The remaining four defendants charged in a 2019 federal grand jury indictment have yet to appear in federal court to face the criminal charges in this matter:
- Zhongtian Liu, 58, a billionaire Chinese citizen who is a former Tustin resident, and who is the former president and former chairman of the board of China Zhongwang Holdings Ltd.;
- China Zhongwang Holdings Ltd., a publicly-traded aluminum company based in Liaoyang City that at the time of the indictment was the largest aluminum extrusion manufacturer in Asia and the second largest in the world, and which has accrued approximately $3.6 million in contempt sanctions for its failure to appear in this case;
- Zhaohua Chen, 62, a Chinese national who allegedly was a close friend of Liu and a key player in the scheme; and
- Xiang Chun Shao, a.k.a. “Johnson Shao,”60, most recently of Irvine, who allegedly managed a collection of Southern California businesses that pretended to be independent third parties importing the Chinese aluminum, including the Perfectus defendants.

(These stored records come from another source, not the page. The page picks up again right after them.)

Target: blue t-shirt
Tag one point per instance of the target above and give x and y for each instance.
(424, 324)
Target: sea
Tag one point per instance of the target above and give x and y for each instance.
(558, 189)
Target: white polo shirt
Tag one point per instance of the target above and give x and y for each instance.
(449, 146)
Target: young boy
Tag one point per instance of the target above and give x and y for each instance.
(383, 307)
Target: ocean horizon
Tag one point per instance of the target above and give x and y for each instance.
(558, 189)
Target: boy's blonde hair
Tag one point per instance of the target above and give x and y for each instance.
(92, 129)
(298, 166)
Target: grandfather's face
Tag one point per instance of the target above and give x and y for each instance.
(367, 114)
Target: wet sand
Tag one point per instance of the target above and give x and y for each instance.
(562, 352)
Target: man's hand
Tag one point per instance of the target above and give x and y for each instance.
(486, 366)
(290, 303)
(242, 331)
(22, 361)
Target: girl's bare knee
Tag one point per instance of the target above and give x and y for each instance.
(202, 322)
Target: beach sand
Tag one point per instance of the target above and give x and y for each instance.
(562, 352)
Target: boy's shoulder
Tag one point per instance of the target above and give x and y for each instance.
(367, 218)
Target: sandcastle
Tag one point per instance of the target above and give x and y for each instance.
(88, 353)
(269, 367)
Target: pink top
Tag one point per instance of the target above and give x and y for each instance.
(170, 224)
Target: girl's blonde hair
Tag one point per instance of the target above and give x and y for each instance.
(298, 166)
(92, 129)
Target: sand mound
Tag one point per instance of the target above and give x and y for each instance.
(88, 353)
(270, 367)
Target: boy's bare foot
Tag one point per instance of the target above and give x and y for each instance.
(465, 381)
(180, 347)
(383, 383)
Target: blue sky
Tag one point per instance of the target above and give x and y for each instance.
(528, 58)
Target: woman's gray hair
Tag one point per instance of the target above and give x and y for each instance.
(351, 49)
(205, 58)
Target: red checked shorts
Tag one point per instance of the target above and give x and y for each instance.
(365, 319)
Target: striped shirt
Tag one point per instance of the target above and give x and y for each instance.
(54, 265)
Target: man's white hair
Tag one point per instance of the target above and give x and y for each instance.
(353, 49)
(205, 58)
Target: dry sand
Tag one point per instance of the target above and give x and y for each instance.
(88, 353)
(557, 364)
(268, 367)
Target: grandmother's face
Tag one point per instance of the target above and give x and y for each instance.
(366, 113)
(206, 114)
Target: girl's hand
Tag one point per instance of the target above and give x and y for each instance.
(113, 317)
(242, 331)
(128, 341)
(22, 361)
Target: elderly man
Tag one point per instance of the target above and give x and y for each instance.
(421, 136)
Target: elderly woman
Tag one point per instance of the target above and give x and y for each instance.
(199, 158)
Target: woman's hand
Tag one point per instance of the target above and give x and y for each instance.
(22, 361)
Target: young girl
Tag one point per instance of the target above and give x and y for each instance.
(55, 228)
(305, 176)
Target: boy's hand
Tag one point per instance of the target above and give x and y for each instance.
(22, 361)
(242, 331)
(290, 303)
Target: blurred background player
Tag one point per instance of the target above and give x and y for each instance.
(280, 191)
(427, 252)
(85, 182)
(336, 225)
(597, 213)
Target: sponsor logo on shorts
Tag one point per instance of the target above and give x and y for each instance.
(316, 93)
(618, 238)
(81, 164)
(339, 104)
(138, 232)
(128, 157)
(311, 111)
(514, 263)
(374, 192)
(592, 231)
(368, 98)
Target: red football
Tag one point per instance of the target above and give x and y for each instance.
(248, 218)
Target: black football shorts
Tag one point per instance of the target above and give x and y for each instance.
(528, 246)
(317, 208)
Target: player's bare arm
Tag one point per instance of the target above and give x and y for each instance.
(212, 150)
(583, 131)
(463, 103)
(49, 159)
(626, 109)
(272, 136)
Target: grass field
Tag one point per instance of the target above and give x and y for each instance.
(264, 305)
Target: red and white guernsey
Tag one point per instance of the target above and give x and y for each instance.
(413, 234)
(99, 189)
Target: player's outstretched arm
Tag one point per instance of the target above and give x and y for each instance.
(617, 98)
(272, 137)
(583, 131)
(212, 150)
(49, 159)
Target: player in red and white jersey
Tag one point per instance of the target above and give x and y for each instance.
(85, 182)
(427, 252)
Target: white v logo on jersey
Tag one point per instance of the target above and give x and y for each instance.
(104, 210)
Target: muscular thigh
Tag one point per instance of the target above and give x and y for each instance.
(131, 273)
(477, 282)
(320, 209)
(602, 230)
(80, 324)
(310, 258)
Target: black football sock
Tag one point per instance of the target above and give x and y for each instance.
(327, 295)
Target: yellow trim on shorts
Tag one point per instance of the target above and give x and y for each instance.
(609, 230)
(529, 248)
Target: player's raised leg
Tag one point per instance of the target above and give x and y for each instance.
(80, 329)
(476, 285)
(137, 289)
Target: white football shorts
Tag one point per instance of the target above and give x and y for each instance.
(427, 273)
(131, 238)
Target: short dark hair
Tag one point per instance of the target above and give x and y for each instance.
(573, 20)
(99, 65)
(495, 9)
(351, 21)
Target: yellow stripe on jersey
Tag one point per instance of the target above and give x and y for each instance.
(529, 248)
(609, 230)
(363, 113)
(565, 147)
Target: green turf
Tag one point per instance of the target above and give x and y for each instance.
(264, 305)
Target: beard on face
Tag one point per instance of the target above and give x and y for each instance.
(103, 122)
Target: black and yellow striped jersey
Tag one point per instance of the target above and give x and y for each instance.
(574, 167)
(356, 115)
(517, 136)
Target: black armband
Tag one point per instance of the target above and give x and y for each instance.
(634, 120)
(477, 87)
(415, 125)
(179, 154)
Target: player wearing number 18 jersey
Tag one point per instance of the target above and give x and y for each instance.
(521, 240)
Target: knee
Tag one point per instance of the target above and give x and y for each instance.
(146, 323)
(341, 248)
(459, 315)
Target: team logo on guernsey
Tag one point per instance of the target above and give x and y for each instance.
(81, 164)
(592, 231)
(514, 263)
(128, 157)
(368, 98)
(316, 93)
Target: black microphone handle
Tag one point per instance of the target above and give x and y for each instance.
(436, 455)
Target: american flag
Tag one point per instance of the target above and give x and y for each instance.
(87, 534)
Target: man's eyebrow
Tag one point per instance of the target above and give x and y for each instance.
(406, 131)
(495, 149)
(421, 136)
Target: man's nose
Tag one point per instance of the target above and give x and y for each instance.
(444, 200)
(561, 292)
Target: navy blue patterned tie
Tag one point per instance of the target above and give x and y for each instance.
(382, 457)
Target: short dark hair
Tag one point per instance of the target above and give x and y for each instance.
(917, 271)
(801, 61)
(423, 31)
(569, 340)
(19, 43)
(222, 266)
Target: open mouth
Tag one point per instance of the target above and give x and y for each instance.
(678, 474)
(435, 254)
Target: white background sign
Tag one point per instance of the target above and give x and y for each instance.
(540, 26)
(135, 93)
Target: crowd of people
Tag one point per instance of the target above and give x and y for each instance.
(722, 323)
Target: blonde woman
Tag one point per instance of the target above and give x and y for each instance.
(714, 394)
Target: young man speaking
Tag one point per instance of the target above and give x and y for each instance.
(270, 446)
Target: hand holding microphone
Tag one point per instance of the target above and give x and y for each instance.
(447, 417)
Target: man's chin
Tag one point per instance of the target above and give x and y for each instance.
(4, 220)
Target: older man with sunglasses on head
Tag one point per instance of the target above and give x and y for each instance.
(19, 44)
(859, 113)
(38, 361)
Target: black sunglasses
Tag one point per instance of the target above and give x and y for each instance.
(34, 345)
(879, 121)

In 2017, the United States Attorney’s Office filed civil forfeiture actions against the four Southern California warehouses used by Perfectus to store the pallets.
In 2018, the government filed a fifth civil forfeiture complaint against “approximately 279,808 Aluminum Structures in the Shape of Pallets,” about half of which were seized in early 2017 at the Ports of Los Angeles and Long Beach.
The other half were seized from three other warehouses Perfectus was using to store the pallets.
Those civil asset forfeiture cases have stayed pending the completion of the criminal prosecution.
Homeland Security Investigations and IRS Criminal Investigation investigated this matter.